Setelah melakukan pemanasan sebentar. Akhirnya peluit wasitpun berbunyi. Pertandingan dimulai. Anak-anak kelas Renjana sudah tidak berharap apapun di pertandingan ini selain keselamatan.

Bola digiring kesana kemari dengan begitu keras. Para senior itu mengincar anggota tim yang dilihatnya kuat. Dan itu berarti Kuncara dalam bahaya. Entah sudah berapa kali Kuncara terjatuh akibat jegalan kaki yang dilakukan tim lawan. Satu persatu kartu kuning dikeluarkan oleh wasit. Namun tim lawan tersebut seperti tidak peduli. Ia masih mengincar Kuncara dan beberapa anak yang punya potensi untuk mencetak gol di gawangnya. Hal tersebut terbukti karena sampai detik ini kedudukan 2-0 masih berpihak di tim kelas Renjana.
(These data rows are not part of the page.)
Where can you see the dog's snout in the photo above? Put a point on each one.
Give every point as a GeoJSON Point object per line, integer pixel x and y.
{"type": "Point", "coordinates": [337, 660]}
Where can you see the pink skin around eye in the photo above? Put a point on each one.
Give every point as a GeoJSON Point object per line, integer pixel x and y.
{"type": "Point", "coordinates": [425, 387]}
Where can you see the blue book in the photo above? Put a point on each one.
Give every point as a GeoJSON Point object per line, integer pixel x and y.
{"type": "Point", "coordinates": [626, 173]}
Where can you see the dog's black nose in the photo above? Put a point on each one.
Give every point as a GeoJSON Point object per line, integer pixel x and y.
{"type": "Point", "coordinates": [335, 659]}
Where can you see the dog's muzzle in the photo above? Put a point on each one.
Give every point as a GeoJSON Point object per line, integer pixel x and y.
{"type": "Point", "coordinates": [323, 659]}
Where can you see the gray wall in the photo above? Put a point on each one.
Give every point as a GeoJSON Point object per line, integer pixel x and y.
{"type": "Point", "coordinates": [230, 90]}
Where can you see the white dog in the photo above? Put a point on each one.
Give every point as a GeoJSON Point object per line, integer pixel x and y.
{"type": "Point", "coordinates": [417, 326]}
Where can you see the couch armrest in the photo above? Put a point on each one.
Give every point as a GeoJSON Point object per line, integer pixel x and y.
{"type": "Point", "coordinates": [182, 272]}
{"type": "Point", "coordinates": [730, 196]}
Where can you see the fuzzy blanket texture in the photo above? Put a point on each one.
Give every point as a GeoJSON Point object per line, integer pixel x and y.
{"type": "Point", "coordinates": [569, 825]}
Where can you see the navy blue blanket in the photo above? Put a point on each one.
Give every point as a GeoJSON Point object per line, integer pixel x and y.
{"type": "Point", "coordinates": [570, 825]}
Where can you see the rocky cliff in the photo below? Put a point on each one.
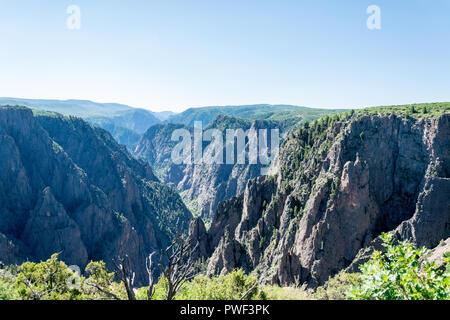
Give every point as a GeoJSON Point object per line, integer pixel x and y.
{"type": "Point", "coordinates": [339, 183]}
{"type": "Point", "coordinates": [203, 185]}
{"type": "Point", "coordinates": [69, 188]}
Tak lama kemudian peluit panjang dibunyikan oleh wasit. Pertanda pertandingan harus berakhir karena salah satu tim lawan yang sudah entah berapa kali melakukan kekerasan di tengah lapangan dengan begitu sadis hingga membuat kartu merah harus dijatuhkan. Sepanjang pertandingan tidak terdengar sorak sorai penonton seperti yang sebelum-sebelumnya selalu disuarakan. Lapangan tampak begitu mencekam. Para suporter dari tim kelas Renjana hanya sanggup meringis menahan tangis dan terus berdoa saat tim lawan membantai teman-temannya. Kini tim mereka dinyatakan menang tetapi tidak ada teriakan kebahagiaan disana. Mereka justru takut bagaimana jika kakak kelasnya tersebut marah dan tidak terima.

'Bug.....'

Terdengar suara bogem melayang di udara setelah sebelumnya mengenai wajah Kuncara. Kuncara tersungkur di tengah lapangan.

"Jangan sok-sokan deh jadi bocil. Sekarang baru tahu rasakan lo."

Suara itu terdengar di telinga Renjana. Para perempuan tim lawan mulai mencaci maki dan menghina teman-temannya. Renjana ingin memukulinya satu persatu. Tapi ia tahu apa prioritasnya sekarang. Ia harus segera menyelamatkan Kuncara.